Steve Smith, David Warner, Cameron Bancroft bans to remain; CA reject appeal

A unanimous decision by Cricket Australia means bans imposed on Steve Smith, David Warner and Cameron Bancroft for their involvement in Sandpapergate will remain.

Steve Smith and David Warner were sent home and handed hefty bans by Cricket Australia after admission of ball-tampering. (Source: Reuters)

Cricket Australia (CA) has unanimously rejected the submission made by Australian Cricketers’ Association (ACA) which called for the bans imposed on Steve Smith, David Warner and Cameron Bancroft to be reduced. The trio were charged for ball tampering at Newlands on the tour of South Africa earlier in the year.

The cultural review into Australian cricket threw in some damning findings which highlighted the win-at-all-costs methods ideology. However, it also pointed out that the players were not solely responsible for the events that led up to Cape Town.

“It would’ve been great to see the guys play some domestic cricket in the back half of the season but we’ve got to respect CA’s decision on that and for the original ban to stand,” said Australia’s captain in short format Aaron Finch. “It would’ve been great for Steve and Davey also, with Cam coming back shortly, but respect the decision and just got to move on now.”

CA interim chairman Earl Eddings said the submission made by ACA put extra scrutiny on the banned trio and going forward, the board won’t be considering calls for penalties to be altered.


“The Cricket Australia Board has carefully considered all elements of the ACA submission and has determined that it is not appropriate to make any changes to the sanctions handed down to the three players,” Eddings said.

“The original decision of the Board to sanction the players was determined after rigorous discussion and consideration.
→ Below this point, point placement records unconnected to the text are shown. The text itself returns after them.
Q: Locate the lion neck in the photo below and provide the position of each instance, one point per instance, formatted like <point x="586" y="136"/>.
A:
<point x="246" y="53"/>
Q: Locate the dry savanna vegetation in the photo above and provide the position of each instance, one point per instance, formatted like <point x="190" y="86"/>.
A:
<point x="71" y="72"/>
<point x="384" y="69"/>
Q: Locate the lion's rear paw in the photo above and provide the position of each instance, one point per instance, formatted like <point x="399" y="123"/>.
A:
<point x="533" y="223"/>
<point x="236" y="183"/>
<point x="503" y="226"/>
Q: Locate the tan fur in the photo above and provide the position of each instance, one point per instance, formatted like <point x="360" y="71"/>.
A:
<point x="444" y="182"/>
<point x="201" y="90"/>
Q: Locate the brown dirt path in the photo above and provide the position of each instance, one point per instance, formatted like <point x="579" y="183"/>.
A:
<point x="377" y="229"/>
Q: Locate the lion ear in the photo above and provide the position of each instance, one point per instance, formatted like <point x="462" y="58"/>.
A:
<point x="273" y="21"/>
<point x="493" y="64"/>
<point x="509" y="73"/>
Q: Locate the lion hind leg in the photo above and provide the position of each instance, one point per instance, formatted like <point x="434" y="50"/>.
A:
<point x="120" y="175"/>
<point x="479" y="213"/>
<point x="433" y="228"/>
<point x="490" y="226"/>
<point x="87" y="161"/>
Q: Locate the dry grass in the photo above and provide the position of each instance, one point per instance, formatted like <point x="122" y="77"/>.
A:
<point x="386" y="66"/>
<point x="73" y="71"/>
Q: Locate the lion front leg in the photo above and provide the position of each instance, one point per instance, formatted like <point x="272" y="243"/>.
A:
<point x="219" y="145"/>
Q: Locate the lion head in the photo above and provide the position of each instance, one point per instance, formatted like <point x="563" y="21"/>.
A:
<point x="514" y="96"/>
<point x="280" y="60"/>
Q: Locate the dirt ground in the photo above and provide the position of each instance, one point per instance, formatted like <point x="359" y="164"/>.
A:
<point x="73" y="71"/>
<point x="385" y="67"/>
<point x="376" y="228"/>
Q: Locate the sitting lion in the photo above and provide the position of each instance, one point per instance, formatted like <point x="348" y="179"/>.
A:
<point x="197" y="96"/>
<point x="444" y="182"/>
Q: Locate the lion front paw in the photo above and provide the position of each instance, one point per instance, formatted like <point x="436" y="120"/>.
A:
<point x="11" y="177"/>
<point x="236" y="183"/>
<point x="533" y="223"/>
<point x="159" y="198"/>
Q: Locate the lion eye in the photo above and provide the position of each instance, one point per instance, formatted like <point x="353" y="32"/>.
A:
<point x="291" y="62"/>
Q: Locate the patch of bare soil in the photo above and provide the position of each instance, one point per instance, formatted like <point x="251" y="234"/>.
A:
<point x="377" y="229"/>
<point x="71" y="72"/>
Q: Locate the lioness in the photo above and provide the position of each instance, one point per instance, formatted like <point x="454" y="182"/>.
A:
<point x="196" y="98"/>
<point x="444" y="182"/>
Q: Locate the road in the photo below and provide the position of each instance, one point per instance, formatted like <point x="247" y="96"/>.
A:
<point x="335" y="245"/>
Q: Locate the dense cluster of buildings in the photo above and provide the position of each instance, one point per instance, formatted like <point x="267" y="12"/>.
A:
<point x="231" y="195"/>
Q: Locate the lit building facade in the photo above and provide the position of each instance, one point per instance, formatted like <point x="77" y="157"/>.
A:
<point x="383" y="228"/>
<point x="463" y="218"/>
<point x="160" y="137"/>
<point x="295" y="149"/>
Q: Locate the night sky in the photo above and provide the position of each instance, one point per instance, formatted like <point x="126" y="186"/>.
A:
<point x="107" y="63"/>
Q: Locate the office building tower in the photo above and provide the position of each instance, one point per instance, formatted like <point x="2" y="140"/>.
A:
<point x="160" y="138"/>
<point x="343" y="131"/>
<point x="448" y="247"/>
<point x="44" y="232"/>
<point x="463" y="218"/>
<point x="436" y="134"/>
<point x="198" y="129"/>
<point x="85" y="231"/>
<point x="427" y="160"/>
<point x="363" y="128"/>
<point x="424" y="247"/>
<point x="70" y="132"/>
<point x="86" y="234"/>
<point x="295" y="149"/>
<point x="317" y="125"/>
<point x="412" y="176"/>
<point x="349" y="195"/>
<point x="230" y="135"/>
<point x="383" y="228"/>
CA maintains that both the length and nature of the sanctions remain an appropriate response in light of the considerable impact on the reputation of Australian cricket, here and abroad.

“Steve, David and Cameron are working hard to demonstrate their commitment to cricket and have our continued support to ensure their pathway to return is as smooth as possible.

“We believe the ongoing conversation about reducing the sanctions puts undue pressure on the three players – all of whom accepted the sanctions earlier this year – and the Australian men’s cricket team. As such, the Cricket Australia Board doesn’t intend to consider further calls for amendments to the sanctions.

“Though we recognise that this decision will be disappointing for the ACA, we thank them for their submission. Our commitment to continue building a strong relationship between CA and the ACA in the interests of cricket in Australia remains and we look forward to meeting with them shortly to that end.”

Bancroft’s nine-month suspension will end in December, meaning he could play in the Big Bash League (BBL) for Perth Scorchers against the Hobart Hurricanes on December 30.

Smith and Warner’s bans were for 12 months, which means they will not be available for selection for Australia, New South Wales or their BBL franchises until March 30. That is also two days after the domestic Sheffield Shield Final – this Australian summer’s final scheduled match.

Internationally, Bancroft’s likely first opportunity to play for Australia will be in the Test series against Sri Lanka at the end of January, while Smith and Warner would have to wait until April, ahead of the World Cup and Ashes in England later next year. It was reported that the Pakistan Cricket Board (PCB) would be happy to move a schedule March ODI series into April which would allow the former captain and vice-captain to be eligible.

The three players were charged, and found to be in breach of Article 2.3.5 of the CA Code of Conduct for their conduct during the third Test against South Africa in March, when sandpaper was brought on to the field with the intent of altering condition of the ball.


ACA had initially said the union would be “relentless” in getting the bans reduced or lifted and did not rule out legal action. But following the ruling by CA, they accepted the decision. “While the ACA respectfully disagrees with CA’s decision, it is accepted,” the ACA said in a statement. “The ACA regards CA’s decision as disappointing. It remains the ACA’s view that a recalibration of these sanctions would have been a just outcome. The ACA has done all it could in support of our submission, and now considers the matter closed.

“The ACA’s submission was made because: CA’s sanctions were issued without consideration of the findings of the Longstaff review; CA said that it accepted Dr Longstaff’s findings that concluded CA needed to take responsibility for its ‘winning without counting the costs’ culture that contributed to the events in Cape Town; CA’s sanctions on the players were excessive.


“The ACA’s submission provided an opportunity for CA to recalibrate its player sanctions by permitting a return via domestic and/or international cricket.”